Supported Pigeon Pose, Salamba Kapotasana
A variation of the more intense Pigeon Pose, Supported Pigeon Pose (also called the One-Legged Pigeon Pose) opens up stiff hips while stretching out the back. There are several different versions that give you deeper stretches depending on where you feel tightest.
- There are a couple ways to enter Supported Pigeon Pose. From Lotus position, swing an extended leg around behind you, keeping your opposite leg folded on the mat and slightly forward-facing. From Downward Dog, bring one knee to your chest, the drop it down to the mat, extending your opposite let behind you.
- Square your hips and don’t let one roll down toward the mat. Roll up the corner of your mat or place a bolster or towel under the hip of the leg that is folded if you need extra stability.
- Place your hands in front of you for a slightly easier stretch, or by your hips for a deeper stretch.

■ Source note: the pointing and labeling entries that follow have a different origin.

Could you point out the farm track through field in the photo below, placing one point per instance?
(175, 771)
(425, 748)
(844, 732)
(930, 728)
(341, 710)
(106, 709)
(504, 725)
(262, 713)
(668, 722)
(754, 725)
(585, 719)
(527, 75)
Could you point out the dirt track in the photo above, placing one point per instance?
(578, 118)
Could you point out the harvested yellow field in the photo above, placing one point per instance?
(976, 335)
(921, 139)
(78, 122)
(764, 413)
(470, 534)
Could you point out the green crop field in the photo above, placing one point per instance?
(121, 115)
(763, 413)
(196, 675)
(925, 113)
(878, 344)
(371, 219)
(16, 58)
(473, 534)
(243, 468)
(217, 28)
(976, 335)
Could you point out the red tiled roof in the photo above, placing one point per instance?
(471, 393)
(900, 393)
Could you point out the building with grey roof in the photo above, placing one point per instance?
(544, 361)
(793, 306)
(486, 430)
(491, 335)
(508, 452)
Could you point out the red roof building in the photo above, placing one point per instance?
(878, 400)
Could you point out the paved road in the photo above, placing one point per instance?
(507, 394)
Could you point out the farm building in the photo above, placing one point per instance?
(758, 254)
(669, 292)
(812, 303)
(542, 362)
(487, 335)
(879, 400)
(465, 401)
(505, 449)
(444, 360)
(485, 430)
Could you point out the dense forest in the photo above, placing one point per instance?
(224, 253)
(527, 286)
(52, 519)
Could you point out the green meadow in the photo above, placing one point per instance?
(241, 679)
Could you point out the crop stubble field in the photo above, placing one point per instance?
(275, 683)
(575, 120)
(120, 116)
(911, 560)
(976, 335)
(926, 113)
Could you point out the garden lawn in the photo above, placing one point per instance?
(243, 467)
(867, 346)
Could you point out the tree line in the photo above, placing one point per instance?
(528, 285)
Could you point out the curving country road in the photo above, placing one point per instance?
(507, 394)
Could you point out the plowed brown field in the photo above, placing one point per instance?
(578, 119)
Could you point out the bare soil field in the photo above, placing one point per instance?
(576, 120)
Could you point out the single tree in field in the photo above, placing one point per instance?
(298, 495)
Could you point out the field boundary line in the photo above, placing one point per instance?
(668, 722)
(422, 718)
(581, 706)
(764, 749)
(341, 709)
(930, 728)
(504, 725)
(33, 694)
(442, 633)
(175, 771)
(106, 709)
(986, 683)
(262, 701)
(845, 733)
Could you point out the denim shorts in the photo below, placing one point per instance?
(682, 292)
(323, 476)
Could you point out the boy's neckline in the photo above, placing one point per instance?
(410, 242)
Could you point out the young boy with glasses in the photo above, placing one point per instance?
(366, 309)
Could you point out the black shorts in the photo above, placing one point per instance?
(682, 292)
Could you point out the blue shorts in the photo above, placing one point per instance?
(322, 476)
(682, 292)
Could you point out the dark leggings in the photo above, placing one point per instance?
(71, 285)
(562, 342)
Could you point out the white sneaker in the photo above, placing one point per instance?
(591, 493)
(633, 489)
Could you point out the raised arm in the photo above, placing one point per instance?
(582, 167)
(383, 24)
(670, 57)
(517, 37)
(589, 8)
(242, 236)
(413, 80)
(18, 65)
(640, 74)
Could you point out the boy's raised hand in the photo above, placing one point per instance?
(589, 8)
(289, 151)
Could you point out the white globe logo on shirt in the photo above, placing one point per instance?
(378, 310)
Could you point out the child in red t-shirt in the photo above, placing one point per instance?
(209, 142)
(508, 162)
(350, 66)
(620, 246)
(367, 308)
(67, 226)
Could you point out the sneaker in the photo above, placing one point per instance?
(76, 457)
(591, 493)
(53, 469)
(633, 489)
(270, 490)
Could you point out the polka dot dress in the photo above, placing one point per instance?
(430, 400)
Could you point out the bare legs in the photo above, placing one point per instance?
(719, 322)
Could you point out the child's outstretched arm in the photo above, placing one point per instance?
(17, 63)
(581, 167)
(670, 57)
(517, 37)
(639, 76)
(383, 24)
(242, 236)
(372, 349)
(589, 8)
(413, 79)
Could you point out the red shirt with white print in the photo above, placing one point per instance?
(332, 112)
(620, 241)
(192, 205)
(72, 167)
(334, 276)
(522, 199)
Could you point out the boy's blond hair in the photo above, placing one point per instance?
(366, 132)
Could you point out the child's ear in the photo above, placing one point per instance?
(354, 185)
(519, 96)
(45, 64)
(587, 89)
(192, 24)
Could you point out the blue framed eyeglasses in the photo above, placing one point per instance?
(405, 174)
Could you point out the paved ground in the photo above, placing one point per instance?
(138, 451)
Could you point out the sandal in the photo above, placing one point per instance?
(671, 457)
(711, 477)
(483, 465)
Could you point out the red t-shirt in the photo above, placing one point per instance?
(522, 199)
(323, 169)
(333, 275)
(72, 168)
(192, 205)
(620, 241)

- Sit up tall, keep your shoulders back, and you may even push up through your hands to arch your back a bit to get an added stretch through the back and shoulders.
Concentrate on sending breath into your hips, which is where most of the stretch will occur and where you’re likely to feel the most tense. Breathe in through your nose and out through your nose deeply several times before returning to your starting pose and beginning Supported Pigeon on the opposite side.
Comments
Hip stretches are some of the toughest poses for many people as we don’t typically work on hip flexibility during our daily routine. Concentrate on finding your deepest stretch – but one where you are not in pain! Modify as necessary with bolsters or towels so you don’t over extend yourself, and breathe, breathe, breathe!